Pour passer à l'action, il faut également prendre conscience de la façon dont nos comportements, nos paroles et nos suppositions peuvent affecter les personnes qui nous entourent. Chez KPMG, nous avons récemment organisé un séminaire sur la lutte contre le racisme envers les Asiatiques, au cours duquel un certain nombre de nos collègues ont témoigné des expériences qu'ils ont vécues en matière de préjugés, de racisme ou de microagressions. Intentionnels ou non, ces commentaires peuvent avoir un profond impact sur la santé mentale et le bien-être d'une personne.

Je suis ressorti de ce séminaire avec une nouvelle compréhension du rôle que j'ai pu jouer dans de telles situations par le passé. Cette prise de conscience m'aidera à mieux agir et à être un meilleur allié dans le futur. Grâce à la sensibilisation et à l'éducation, tout le monde peut apprendre à changer de comportement et de discours et, surtout, à agir de manière positive.

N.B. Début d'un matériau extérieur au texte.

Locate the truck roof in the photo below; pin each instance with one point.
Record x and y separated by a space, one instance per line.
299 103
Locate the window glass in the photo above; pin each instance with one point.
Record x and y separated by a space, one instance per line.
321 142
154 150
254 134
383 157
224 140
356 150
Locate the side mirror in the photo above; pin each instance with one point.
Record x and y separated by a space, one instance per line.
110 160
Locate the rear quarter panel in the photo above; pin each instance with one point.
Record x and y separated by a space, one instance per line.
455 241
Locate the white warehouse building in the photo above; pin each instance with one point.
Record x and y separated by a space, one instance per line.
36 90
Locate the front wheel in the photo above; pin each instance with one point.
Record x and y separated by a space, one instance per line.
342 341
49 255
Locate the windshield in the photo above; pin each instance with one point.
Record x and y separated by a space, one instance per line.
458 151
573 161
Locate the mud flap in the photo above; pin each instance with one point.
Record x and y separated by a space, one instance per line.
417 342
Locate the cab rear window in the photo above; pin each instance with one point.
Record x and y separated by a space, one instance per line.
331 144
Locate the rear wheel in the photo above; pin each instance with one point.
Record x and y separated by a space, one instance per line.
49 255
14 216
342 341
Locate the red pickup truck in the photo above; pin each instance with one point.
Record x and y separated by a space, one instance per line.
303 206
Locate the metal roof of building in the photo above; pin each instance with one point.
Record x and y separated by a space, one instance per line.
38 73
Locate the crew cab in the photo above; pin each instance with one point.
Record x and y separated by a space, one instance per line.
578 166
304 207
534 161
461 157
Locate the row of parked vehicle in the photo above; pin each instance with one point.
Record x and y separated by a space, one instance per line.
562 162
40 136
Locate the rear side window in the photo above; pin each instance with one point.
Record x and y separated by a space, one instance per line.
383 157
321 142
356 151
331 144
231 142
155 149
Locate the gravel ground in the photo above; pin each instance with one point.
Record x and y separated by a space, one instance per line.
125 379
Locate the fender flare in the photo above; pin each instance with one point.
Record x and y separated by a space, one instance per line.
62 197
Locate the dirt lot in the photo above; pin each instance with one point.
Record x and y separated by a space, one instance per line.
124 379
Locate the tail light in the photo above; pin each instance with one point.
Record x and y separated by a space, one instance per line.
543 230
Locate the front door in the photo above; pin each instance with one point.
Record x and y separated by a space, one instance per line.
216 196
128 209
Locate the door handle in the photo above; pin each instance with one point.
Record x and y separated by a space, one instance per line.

La dernière fois, j'ai parlé des 5 règles d'or de Jack.org pour discuter de santé mentale. Celles-ci sont et resteront très précieuses. Ce coup-ci, je voudrais vous laisser avec un autre outil à ajouter à votre trousse pour la santé mentale : l'ALEC, quatre étapes simples, qui favorisent également les conversations sur la santé mentale, dont le mouvement Movember fait la promotion. Voici les étapes à suivre :

A : Ask (demander)

L : Listen (écouter)

E : Encourage actions (encourager la prise de mesures)

C : Check in (prendre des nouvelles)

La pandémie nous a permis à tous de prendre conscience de l'importance de sa santé mentale. À l'occasion de la Semaine de sensibilisation à la santé mentale, je vous mets au défi de poser un geste afin d'ajouter un outil à votre trousse de santé mentale.

Puis-je suggérer de lancer une conversation avec quelqu'un que vous aimez, à l'aide d'ALEC ou des règles d'or?